Hoping to get her online shopping habit in check, Montague signed up for the “Step Away From the Internet” portion of the Ally Bank 4-Week Unconscious Spending Financial Fitness Challenge.

“I was buying something online multiple times a week,” she admits. “In recent months, if there wasn’t a package on the front porch, it was like, ‘Wait, what’s going on? Did the mail not come today?’”

Montague estimates she was spending $200 to $300 unnecessarily each month.

The self-described “Queen of Subscribe & Save” says that her husband repeatedly asked why she ordered products they already had. For example, Montague recently bought a set of measuring spoons online. Upon delivery, her husband opened a drawer and pulled out the exact same set. She had already purchased them a couple of months prior.

“It’s stressful when your husband points it out and says, ‘Why did you order this item when you literally ordered it two months ago?’” she reveals.

“Alright, oops, this is a problem,” Montague recalls saying to her husband.

See How to Talk Finances With Your Fiancé (Or Partner) Without Freaking Out.

Rather than signing off the internet completely, Montague, a development director for an Indianapolis nonprofit, committed to modifying her behavior for one month as part of the Ally Bank challenge.

“Instead of just saying, ‘Oh, that looks like a cute sweater, buy,’ I would put it on a wish list, bookmark it in a folder, or put it in the shopping cart and leave the website,” Montague explains.

This gave her the instant gratification feeling that she normally got while shopping online — but without the expense. (Or the regret.)

Later, Montague thought about the item she didn’t buy and asked herself if she “really, really, really needed it.” Since it was still in a shopping cart or on a wish list, she could hop online and buy it if she really wanted.

In a month’s time, she only went back once or twice and made a purchase.

Turn Shopaholic Tendencies into Savvy Online Shopping

Oftentimes, online merchants attempted to thwart Montague’s good behavior. When she walked away from a purchase, she’d receive automated emails saying she forgot something in her shopping cart in an attempt to woo her back.

Montague says she was “pretty good” at deleting the messages, but to eliminate the temptation, she downloaded the browser extension Unroll.me. The free digital tool automatically files emails from retailers in a separate folder so you can keep them out of sight and out of mind. Then once a day, it sends an email combining all your merchant messages into a single mailing.
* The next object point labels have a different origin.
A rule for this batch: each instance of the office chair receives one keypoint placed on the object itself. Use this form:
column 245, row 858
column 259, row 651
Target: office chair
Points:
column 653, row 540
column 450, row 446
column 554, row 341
“I found it particularly helpful to step away from those emails saying, ‘You left this in your cart, so here’s X percentage off,’” says Montague. “I kept reminding myself it’s not really a good deal if you are spending money you shouldn’t be.”

Another digital tactic used by Montague to curtail her spending? Instead of deleting merchant apps downloaded on her phone (which she often uses to price check various products), she became diligent about turning off push notifications.

“If I’m not seeking it out, it’s not in my face, and I’m not thinking about it,” she explains.

She also compared the products she already had with her Amazon subscriptions and delayed deliveries she didn’t need, saving about $50 in one month.

For more online shopping tips and tricks, check out how Social Media Affects Your Finances and 10 Tips for Smarter and Safer Online Shopping During the Holidays and Beyond.

Online Shopping Without the Guilt

Montague isn’t about to give up her shopping online — but discovered she doesn’t need to.

“It’s nice to know that I could really fall in love with something super cute online and wait 24 hours. It’s usually still there if I really, really want it. And if it’s not, who cares? That’s okay,” Montague says about her new online shopping behavior.

“It’s a relief and empowering to be able to say, ‘Ah, I guess I don’t need it,’ and take a step back without imploding. I learned that I can still enjoy things that I enjoy and have nice things and make fun purchases without totally going overboard and putting some thought and intention behind what I’m doing when I’m spending money on it.”

Montague continues, “Someone can tell you something a million times, but when you come to that realization yourself, it’s different.”

The money she’s saving is an added boon, too.

“It’s like, whoa!”

Discussion questions:

  • How do you keep from spending too much money when shopping online?
  • What items do you most frequently buy online?
  • What types of online discounts and deals do you find most enticing?